Em fase final de tramitação, projeto de lei da meia-entrada agrada, mas pode causar polêmica
Pela primeira vez, produtores culturais, entidades estudantis e parlamentares se dizem satisfeitos com o texto em análise e mobilizados para que o projeto de lei 4.571, dos então senadores Eduardo Azeredo (PSDB-MG) e Flavio Arns (PSDB-PR), seja aprovado o quanto antes. O motivo é claro: ao fixar uma cota de pelo menos 40% dos ingressos para atender a idosos e estudantes, a futura lei daria aos produtores a possibilidade de saber exatamente o total de meias-entradas à venda. Aos beneficiados, a certeza de que seu direito de desconto seria respeitado. E há quem aposte que, com a regulamentação, haverá queda de preços no setor.

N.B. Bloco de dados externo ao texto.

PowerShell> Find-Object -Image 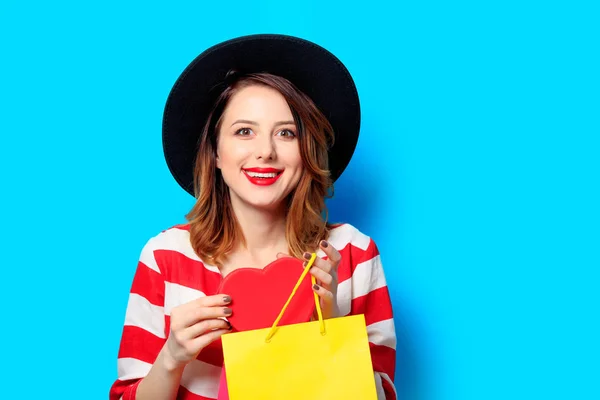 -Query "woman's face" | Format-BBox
[217,85,303,209]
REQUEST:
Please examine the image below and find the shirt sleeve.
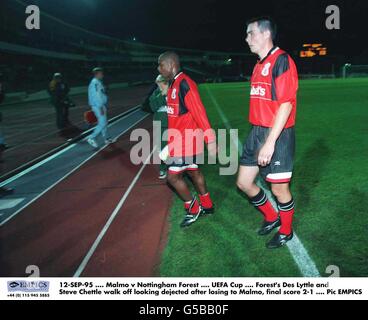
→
[180,79,216,144]
[272,53,298,105]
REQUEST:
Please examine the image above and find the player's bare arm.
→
[258,102,293,166]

“Foi muito difícil convencer os políticos e as entidades estudantis de que se deve regulamentar a meia-entrada, uma atitude que não é lá muito popular. Na proposta inicial, pedíamos que o desconto fosse restrito a até 30% da capacidade dos espaços, mas, após um acordo com a União Nacional dos Estudantes (UNE), a União Brasileira dos Estudantes Secundaristas (Ubes) e outras entidades estudantis, aceitamos a contraproposta de 40%”, conta Eduardo Barata, presidente da Associação dos Produtores de Teatro do Rio de Janeiro (APTR), que participou da elaboração do projeto.
“A criação de uma cota é um passo na direção certa”, comemora Leo Ganem, presidente da produtora GEO Eventos, responsável pela edição brasileira do festival Lollapalooza. “A lei estabelece um limite que nos permite calcular os valores dos ingressos em cima de uma base mais sólida. Hoje, qualquer espetáculo de grande porte pode ter de 60% a 95% de ingressos vendidos com meia-entrada, e, como esse espectro é bem amplo, a gente fica perdido na hora de definir o preço. Chuta os valores para cima e acaba punindo quem não tem o benefício.”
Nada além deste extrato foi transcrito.